En droit international, la Déclaration universelle des droits de
l’homme (1948) est « dotée de la plus haute autorité morale » et
proclame comme « la plus haute aspiration de l’homme » la libération
« de la terreur et de la MISÈRE ». Elle dispose que « tous les êtres
humains naissent libres et égaux en dignité et en droits » et qu’ils
« doivent agir les uns envers les autres dans un esprit de fraternité ».
Elle ajoute à son article 26 que « toute personne a droit à
l’éducation » et que « l’accès aux études supérieures doit être ouvert
en pleine égalité à tous en fonction de leur mérite » et non en fonction
de la capacité de payer. Dans le même esprit, le Pacte international
relatif aux droits économiques, sociaux et culturels dispose à son
article 13 que :
« Les États parties au présent Pacte reconnaissent le droit de toute personne à l’éducation (...) L’enseignement supérieur doit être rendu accessible à tous en pleine égalité, en fonction des capacités de chacun, par tous les moyens appropriés et notamment par l’instauration progressive de la gratuité ».
En droit interne, la Charte des droits et libertés de la personne
précise dans son préambule « que tous les êtres humains sont égaux en
valeur et en dignité ». Elle dispose ensuite à son article 40 que :
« toute personne a droit, dans la mesure et suivant les normes prévues par la loi, à l’instruction publique gratuite ».
Le PRINCIPE est donc
que toute personne a droit à l’instruction publique gratuite.

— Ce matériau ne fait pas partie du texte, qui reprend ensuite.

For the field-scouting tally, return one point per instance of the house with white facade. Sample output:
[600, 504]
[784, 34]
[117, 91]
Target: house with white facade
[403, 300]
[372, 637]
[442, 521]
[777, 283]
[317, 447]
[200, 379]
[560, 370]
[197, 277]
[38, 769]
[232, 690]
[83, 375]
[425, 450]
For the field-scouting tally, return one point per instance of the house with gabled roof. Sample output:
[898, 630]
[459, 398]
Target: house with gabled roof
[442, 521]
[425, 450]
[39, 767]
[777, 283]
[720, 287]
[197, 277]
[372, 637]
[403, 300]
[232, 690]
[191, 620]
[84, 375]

L’exception est introduite par les termes « dans la mesure et suivant
les normes prévues par la loi ». L’imposition de frais de scolarité au
niveau universitaire est donc une EXCEPTION au droit à l’instruction
publique gratuite. Bien que l’exigence de frais de scolarité à
l’université comme exception au principe de gratuité puisse possiblement
se justifier, une hausse de ces frais, en revanche, contribue à nous
éloigner davantage du principe d’une égale accessibilité pour tous vers
lequel le Canada devrait tendre conformément au Pacte international
relatif aux droits économiques, sociaux et culturels. Par conséquent, il
appartient, selon nous, au gouvernement de justifier cette décision de
hausser les frais de scolarité en démontrant aux représentants des
associations étudiantes et à la population que cette solution est
nécessaire et qu’il n’existe aucune autre alternative de financement
viable moins attentatoire au principe d’accessibilité.
Bien que solidement ancré dans des instruments juridiques
internationaux et dans notre droit interne, le principe de la gratuité
scolaire au primaire, au secondaire et au collégial a des fondements
fragiles et une origine très récente. En effet, la démocratisation de
l’enseignement a été amorcée suite aux recommandations formulées en 1963
dans le rapport Parent. La Commission reconnaissait le « droit de
chacun à la meilleure éducation possible » et affirmait :
« Le droit de chacun à l’instruction, idée moderne, réclame que l’on dispense l’enseignement à tous (...) L’éducation n’est plus, comme autrefois, le privilège d’une élite. La gratuité scolaire s’impose pour généraliser l’enseignement (...) mais il faut convaincre chacun que les dépenses d’éducation sont un investissement économique et social ».
D’un privilège élitiste et aristocratique réservé aux mieux nantis et
à la classe opulente (une minorité), l’éducation postsecondaire s’est
démocratisée : au collégial par la gratuité scolaire et à l’université
par des frais de scolarité universitaires relativement bas et un
programme d’aide financière. Ce changement constitue un progrès et la
reconnaissance d’un droit à l’éducation représente un acquis social
aussi important que la reconnaissance d’un droit universel à la santé.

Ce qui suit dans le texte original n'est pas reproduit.